Tracking Coronavirus Symptoms with Apps, Outreach and Wearables
Prior to the pandemic, RPM tools were becoming more common — including blood pressure cuffs, blood glucose monitors and patches that track medication adherence. A 2019 survey by Spyglass Consulting Group found that 88 percent of healthcare providers have invested in, or are evaluating, RPM technologies.
But as a public health emergency continues to expedite care delivery innovations, initiatives that may have been considered ancillary have become a key strategy.
“It’s really a question of, can we provide these devices to patients directly so that we can connect the physician and the patient virtually, and allow the [physicians] to keep providing excellent care during this time,” Connor Landgraf, chief executive of Eko, a digital medical device and intelligence company, recently told Stat.
Among the recent efforts:
- At Cleveland Clinic, a partnership with Epic allows recovering COVID-19 patients to enroll in a 14-day interactive care plan using Epic’s MyChart patient portal at home. They can enter symptoms, temperature and oxygen saturation once daily.
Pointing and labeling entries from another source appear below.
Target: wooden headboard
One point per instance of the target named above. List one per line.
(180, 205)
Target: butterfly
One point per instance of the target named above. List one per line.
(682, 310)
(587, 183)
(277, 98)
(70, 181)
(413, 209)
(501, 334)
Care providers will be automatically notified if symptoms worsen.
- Providence Saint Joseph Health patients who exhibit virus symptoms but are well enough to stay home are given a thermometer and pulse oximeter that connect with solutions from Twistle, Xealth and digital platforms monitored by Providence clinicians. It’s just one part of Providence’s digital COVID-19 strategy.
- OSF HealthCare launched an outreach program for those who are at high risk of contracting the virus or who are showing early symptoms. Participants receive a telehealth kit that includes a laptop with preloaded RPM apps. Patients monitor their signs and communicate twice daily with a nurse by phone or virtual visit.
- M Health Fairview relies on GetWell Loop, cloud-based patient management software, to track and communicate with home-based COVID-19 patients via smartphone or tablet. Ninety-eight percent of users say the platform helped them avoid a hospital visit or calling the doctor, an M Health Fairview leader said.
- Looking to the future, researchers at Northwestern University and Shirley Ryan AbilityLab in Chicago are testing a small wearable device that sits at the base of a patient’s throat to measure respiratory activity that is wirelessly transmitted to a HIPAA-protected cloud where algorithms produce graphical summaries.
As monitoring projects evolve, providers must continuously review user experience, adoption rates and resulting outcomes — as well as applicable legislation (the Food and Drug Administration issued guidance in March indicating it wouldn’t object to modifications in the use or function of RPM tools during the COVID-19 outbreak).